The real stars of the East Coast of Nova Scotia are not as spectacular but they certainly are tasty. Lobster is the lure here and fortunately for tourists the firm-fleshed shellfish is not just a delicacy for the rich.
The prized crustaceans are on offer at snack bars as well as en vogue restaurants. Indeed 'lobster' seems to be on the menu everywhere.
The larger supermarkets offer customers the chance to yank a specimen with a rod straight out of a freshwater tank into the shopping trolley.
The sign of the lobster is Nova Scotia's second coat of arms, adorning anything from flags, tea-towels, glasses for spirits and an assortment of cuddly toys.
In most European countries, lobster is regarded as a delicacy par excellence, whereas the Nova Scotians view it as a basic foodstuff.
It is cheap and easy to find and will more often than not be dished up with a side-serving of humble fried chips. Naturally ketchup is available on request.
The culinary permutations are down to the imagination of chefs and cooks throughout the territory. The meals on offer include lobster sandwich, lobster enchilada, lobster pancake and lobster soup. The TV dinner version is of course lobster-flavoured potato crisps.
The creatures are an enormous factor in the local economy.
'A total of 35,757 tonnes of lobster were caught in Nova Scotia in 2010, which amounts to 70 per cent of the total Canadian catch,' said Krista Higdon of the Nova Scotia Fisheries Board.

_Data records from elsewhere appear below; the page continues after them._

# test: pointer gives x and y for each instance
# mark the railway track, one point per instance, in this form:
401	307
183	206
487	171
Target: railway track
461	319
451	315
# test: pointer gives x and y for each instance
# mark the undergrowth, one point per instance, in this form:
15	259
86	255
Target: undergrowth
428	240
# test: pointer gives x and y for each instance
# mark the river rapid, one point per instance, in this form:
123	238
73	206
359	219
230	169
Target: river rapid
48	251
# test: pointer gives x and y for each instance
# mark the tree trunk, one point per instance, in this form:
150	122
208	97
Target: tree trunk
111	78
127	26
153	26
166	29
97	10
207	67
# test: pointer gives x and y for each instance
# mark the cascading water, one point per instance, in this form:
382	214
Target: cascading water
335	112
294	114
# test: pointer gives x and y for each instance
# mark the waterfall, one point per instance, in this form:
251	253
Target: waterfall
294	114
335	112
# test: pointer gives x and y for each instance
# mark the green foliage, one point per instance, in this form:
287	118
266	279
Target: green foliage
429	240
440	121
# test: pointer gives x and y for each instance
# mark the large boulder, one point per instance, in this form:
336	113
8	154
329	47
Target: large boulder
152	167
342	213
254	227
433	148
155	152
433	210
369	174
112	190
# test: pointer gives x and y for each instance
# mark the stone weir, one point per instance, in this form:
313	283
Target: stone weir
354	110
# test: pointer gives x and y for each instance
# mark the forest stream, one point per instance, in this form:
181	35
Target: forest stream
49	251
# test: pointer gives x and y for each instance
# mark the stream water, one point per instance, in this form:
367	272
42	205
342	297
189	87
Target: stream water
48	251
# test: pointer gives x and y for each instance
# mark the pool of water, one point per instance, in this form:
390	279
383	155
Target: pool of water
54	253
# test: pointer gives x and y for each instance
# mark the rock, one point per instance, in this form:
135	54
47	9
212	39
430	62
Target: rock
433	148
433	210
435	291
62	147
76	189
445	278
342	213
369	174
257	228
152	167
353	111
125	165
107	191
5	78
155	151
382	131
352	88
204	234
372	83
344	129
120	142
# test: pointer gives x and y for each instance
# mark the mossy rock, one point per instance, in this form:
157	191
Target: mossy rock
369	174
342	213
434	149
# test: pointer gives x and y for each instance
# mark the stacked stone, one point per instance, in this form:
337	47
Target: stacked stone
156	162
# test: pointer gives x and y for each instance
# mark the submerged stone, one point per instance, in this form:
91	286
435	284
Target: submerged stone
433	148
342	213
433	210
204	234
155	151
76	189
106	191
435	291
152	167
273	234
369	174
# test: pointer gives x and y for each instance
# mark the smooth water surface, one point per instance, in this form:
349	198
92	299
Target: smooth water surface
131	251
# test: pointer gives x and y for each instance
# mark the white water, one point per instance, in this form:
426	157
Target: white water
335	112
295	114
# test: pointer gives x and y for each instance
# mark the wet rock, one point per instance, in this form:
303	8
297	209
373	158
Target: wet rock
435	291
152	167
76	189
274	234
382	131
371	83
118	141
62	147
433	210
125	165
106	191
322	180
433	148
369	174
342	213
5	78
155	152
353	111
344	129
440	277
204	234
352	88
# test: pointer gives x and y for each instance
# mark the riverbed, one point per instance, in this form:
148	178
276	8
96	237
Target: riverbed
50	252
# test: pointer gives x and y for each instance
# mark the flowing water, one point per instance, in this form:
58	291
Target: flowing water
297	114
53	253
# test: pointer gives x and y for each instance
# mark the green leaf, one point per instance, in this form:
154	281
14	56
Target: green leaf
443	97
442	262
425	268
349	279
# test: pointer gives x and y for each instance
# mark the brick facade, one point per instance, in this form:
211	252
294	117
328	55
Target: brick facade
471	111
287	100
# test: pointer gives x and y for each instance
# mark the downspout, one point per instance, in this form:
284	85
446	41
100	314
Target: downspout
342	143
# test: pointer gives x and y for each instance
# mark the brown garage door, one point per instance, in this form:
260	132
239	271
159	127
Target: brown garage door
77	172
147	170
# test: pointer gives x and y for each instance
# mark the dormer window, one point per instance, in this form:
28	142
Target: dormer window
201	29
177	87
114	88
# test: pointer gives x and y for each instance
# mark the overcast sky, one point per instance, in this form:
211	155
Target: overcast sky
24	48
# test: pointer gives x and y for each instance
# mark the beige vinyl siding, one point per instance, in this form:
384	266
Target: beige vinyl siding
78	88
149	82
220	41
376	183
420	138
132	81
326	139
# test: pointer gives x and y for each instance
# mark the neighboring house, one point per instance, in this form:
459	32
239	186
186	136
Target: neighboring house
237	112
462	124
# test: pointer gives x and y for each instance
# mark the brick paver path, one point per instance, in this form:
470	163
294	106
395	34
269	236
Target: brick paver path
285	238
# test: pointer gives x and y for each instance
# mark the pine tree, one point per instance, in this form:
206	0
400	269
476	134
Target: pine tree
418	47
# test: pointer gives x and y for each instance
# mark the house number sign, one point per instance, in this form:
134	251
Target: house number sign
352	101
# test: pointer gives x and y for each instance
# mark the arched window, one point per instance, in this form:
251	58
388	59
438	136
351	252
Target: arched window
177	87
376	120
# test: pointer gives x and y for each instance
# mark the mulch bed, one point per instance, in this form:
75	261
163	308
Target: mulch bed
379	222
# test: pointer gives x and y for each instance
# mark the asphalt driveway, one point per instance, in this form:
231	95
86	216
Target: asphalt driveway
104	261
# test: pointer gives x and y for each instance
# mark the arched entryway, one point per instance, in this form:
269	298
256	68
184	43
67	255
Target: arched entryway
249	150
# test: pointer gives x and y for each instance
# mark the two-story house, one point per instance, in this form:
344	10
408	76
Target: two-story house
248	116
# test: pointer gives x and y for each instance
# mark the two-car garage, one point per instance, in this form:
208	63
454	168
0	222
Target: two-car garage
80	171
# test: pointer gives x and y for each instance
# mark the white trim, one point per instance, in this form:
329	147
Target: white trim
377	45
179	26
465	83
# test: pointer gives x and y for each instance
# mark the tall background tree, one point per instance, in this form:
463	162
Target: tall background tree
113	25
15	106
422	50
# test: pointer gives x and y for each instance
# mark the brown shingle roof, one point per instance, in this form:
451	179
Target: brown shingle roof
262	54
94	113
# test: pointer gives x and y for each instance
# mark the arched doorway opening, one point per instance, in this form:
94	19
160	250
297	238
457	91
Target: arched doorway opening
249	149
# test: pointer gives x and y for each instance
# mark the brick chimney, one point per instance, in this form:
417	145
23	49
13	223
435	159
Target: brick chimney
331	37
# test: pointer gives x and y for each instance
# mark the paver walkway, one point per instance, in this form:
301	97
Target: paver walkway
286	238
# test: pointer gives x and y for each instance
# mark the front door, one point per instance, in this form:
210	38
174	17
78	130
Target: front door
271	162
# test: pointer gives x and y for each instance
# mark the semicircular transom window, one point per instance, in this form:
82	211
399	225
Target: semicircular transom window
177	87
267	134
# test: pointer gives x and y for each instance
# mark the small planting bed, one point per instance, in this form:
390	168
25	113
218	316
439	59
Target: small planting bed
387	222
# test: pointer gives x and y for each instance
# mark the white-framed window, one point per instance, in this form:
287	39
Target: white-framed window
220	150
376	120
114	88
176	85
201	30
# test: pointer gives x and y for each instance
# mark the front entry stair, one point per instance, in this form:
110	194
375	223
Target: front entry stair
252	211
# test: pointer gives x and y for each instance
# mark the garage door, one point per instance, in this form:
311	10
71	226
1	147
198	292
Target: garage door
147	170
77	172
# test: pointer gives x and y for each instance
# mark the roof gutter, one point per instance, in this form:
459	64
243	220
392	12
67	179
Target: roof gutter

Some 80 per cent is exported to the United States but also farther afield to Europe, Asia and South America.
Tourists love lobster too. 'Most of the people who come to Nova Scotia make a point of eating here at least once,' said Higdon.
These days, around 10,000 people in Nova Scotia live from farming lobster.
And then there is Captain Brian Plant. In the winter he works in the oil industry and forges trails through the pack ice for northern Canada-bound trucks. In the summer months he enjoys a calmer panorama as the boss of Cape Breton Lobster Adventure Tours.
For more than 20 years he has been taking tourists out on Bras d'Or Lake to inspect the lobster traps.
Instead of simply snatching the creatures and selling them on for cash, he shows guests from Europe, China and the Arab world how the crustaceans should be taken out of the water and lets them marvel at what large and finely-formed beasts they are.
After a brief explanation he tosses them back into the water. 'Lobsters on a plate are very healthy and tasty but letting them stay alive amounts to good business too,' said Plant.
Culturally speaking, it is nigh on impossible not to notice these shellfish in Nova Scotia. There are lobster festivals and songs about lobsters. In children's books, the heroes are not rabbits, mice or bears but lobsters.
A traditional lobster meal at the town hall or local community centre is a regular get-together event for Nova Scotians, and many restaurants offer 'eat as much as you can' deals with lashings of lobster, mussels and other seafood.
For those who don't like such mass feeding events or are simply too busy to attend, there are lobster delicacies to be had at a well-known chain of fast-food restaurants - depending on the season.
McLobster is an ideal between-meals snack. For those who develop a taste for the speciality, shops at Halifax airport offer travellers the chance to grab a lobster - dead or alive - before boarding the plane home.